Francisco admitiu a hipótese de vir a
renunciar, se achasse que não teria mais condições de dirigir a Igreja.
“Bento XVI abriu uma porta, que é
institucional”, disse.
Seria estranho e admirável ver dois
papas eméritos passeando pelos jardins do Vaticano, se Francisco decidisse
fazer companhia a seu predecessor.
A não ser que ele preferisse outro
destino, como voltar para Buenos Aires, “o fim do mundo” de onde saiu, ao ser
eleito em março de 2013.
Estas são hipóteses remotas, pouquíssimo
prováveis, mas não descartáveis.
Mais previsível é que Francisco continue
à frente da Igreja mais alguns anos, com forças suficientes para enfrentar os
desafios de sua missão e a oposição dos adversários, dentro e fora da Cúria
Romana.
A resistência aflorou em 2016 com a
divulgação de uma carta assinada por quatro cardeais, liderados pelo
norte-americano Raymond Burke, que questionaram o papa, pedindo que
esclarecesse cinco dubia, ou questões
para eles contrárias à doutrina, suscitadas pela exortação apostólica Amoris Laetitia (A alegria do amor),
sobre o Sínodo da Família.
Sacramentos.
Burke e os outros cardeais, dois deles
agora mortos, exigiam esclarecimento para a orientação de que os bispos das
dioceses atuem como últimos juízes para permitir o acesso aos sacramentos de
católicos em segunda união.
Aos bispos, escreveu o papa, cabe ter
discernimento para, ao analisar cada situação, permitir ou não que os
divorciados recasados possam comungar.
Os cardeais opositores argumentam que
esses católicos cometem adultério, estão em pecado e, portanto, não podem
receber a eucaristia.
O então prefeito da Congregação para a
Doutrina da Fé, o cardeal alemão Gerhard Ludwig Muller, fez a apresentação do
livro dos críticos, sendo por isso apontado como opositor ao papa, mas depois
disse que a exortação apostólica não era contrária à doutrina.

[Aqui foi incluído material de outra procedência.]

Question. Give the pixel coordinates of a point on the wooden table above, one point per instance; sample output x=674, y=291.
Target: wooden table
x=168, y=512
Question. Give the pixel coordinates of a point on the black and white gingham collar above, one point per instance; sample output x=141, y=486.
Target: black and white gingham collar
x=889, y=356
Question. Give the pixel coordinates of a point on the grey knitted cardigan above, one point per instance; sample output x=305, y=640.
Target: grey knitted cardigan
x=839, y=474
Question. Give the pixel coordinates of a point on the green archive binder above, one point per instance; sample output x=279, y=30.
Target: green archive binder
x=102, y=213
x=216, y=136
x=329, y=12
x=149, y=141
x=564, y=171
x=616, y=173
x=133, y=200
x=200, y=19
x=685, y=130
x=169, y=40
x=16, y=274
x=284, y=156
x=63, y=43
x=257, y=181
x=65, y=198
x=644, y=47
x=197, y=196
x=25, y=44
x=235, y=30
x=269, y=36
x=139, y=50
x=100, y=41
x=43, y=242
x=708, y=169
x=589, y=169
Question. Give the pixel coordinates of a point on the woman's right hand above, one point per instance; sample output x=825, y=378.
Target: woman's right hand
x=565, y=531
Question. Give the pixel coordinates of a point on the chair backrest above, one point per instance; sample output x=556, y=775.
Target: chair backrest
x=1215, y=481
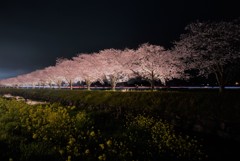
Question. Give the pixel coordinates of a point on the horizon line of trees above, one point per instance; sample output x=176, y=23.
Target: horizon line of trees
x=205, y=48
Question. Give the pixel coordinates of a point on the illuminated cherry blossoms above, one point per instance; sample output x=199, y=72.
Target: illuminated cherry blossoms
x=112, y=66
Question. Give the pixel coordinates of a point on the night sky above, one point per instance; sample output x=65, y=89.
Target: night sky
x=34, y=33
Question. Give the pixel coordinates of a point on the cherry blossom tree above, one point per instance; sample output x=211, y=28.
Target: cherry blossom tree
x=153, y=62
x=67, y=68
x=211, y=47
x=88, y=68
x=53, y=75
x=113, y=65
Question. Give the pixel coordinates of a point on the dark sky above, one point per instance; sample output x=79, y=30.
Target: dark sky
x=34, y=33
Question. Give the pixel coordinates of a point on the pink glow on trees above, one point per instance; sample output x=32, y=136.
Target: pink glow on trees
x=113, y=65
x=153, y=62
x=53, y=75
x=88, y=68
x=68, y=71
x=211, y=47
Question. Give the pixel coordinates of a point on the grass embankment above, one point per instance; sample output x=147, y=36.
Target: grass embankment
x=105, y=125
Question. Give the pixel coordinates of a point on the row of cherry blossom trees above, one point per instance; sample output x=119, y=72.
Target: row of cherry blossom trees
x=151, y=62
x=208, y=47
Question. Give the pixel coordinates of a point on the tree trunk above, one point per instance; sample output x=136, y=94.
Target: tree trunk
x=113, y=83
x=70, y=83
x=88, y=83
x=221, y=81
x=152, y=81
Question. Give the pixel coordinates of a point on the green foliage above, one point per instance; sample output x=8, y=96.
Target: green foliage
x=64, y=133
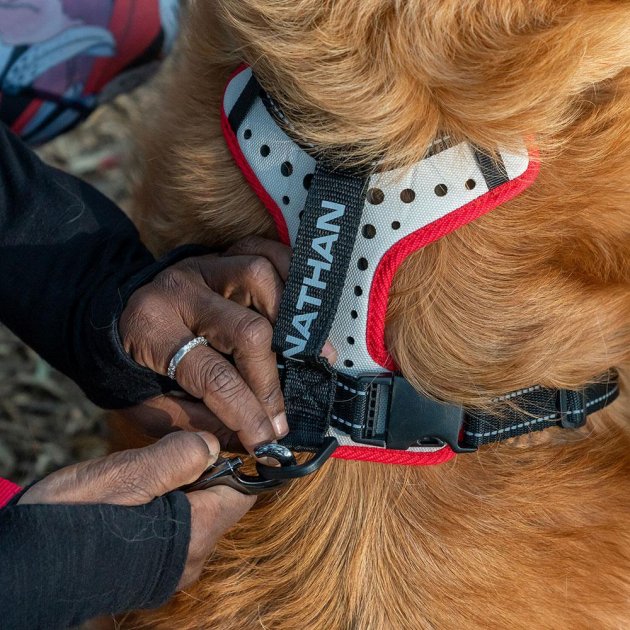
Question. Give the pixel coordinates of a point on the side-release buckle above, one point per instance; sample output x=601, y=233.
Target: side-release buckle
x=399, y=417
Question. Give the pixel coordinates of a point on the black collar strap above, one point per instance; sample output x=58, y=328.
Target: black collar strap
x=385, y=411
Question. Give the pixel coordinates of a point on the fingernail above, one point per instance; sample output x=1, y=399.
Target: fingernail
x=211, y=443
x=280, y=424
x=329, y=352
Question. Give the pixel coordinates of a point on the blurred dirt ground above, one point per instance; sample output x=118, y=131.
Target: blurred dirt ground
x=45, y=421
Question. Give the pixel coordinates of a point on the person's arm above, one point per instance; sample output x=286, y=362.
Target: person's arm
x=65, y=251
x=93, y=539
x=70, y=260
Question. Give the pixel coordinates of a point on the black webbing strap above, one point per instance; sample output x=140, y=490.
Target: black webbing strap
x=319, y=265
x=492, y=168
x=535, y=409
x=243, y=103
x=384, y=410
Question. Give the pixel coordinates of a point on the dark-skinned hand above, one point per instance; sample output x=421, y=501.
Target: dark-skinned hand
x=232, y=300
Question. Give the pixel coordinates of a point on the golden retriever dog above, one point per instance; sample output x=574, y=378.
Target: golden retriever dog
x=533, y=532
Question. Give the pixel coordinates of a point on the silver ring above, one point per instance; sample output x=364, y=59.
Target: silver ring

Afastado da Congregação após cinco anos
de mandato, disse que sua saída não se devia a supostas divergências com
Francisco. Muller havia dito que as coisas que o papa está falando são boas pastoralmente, mas não têm densidade
teológica.
Ao exigir uma resposta do papa, Burke disse que se corre o risco de provocar
um cisma na Igreja, se for mantida a orientação.
Francisco não respondeu aos
cardeais opositores, mas em carta aos bispos argentinos manteve a orientação
dada na exortação apostólica e afirmou que o documento reflete o magistério e
que, portanto, deve ser seguida como orientação oficial do sucessor de Pedro.
Burke ainda não se manifestou, após essa explicação, mas as críticas à Amoris Laetitia se multiplicam nas redes
sociais.
O canal Alerta cristão, conservador, vê
blasfêmia e heresia nas atitudes e palavras do papa.
“Quem faz oposição ao papa Francisco, como
esses cardeais e leigos conservadores, é uma minoria, porque a maioria na
Igreja e fora dela está com ele”, observa a teóloga Maria Clara
Bingemer, professora da Pontifícia Universidade Católica do Rio de Janeiro
(PUC-RJ).
“O que se abriu não vai mudar”, observa
a teóloga.
O rodapé do capítulo 8 da exortação
sobre a pastoral para os casais separados em segunda união, acrescenta, “é um
precedente, embora seja uma abertura discreta, pois o que se abriu não vai
mudar”.
Outras questões das quais o papa tem
tratado, “e as pessoas vão anotando”, referem-se aos homossexuais, à
ordenação sacerdotal de homens casados e à valorização da mulher no governo da
Igreja.
A doutrina básica não se altera, mas a
pastoral ganha nova orientação.
Francisco recebeu um ex-colega padre
homossexual que se casou com um homem e se reuniu com ex-padres casados
acompanhados de suas mulheres, visitando-os na casa de um deles, em Roma.
Tudo isso provoca críticas, resistências
e até risco de um atentado contra Francisco.
Foi por isso, na interpretação de Maria
Clara, que o papa foi morar na Casa Santa Marta, onde seria mais difícil ser
envenenado, como poderia ocorrer no Palácio Apostólico.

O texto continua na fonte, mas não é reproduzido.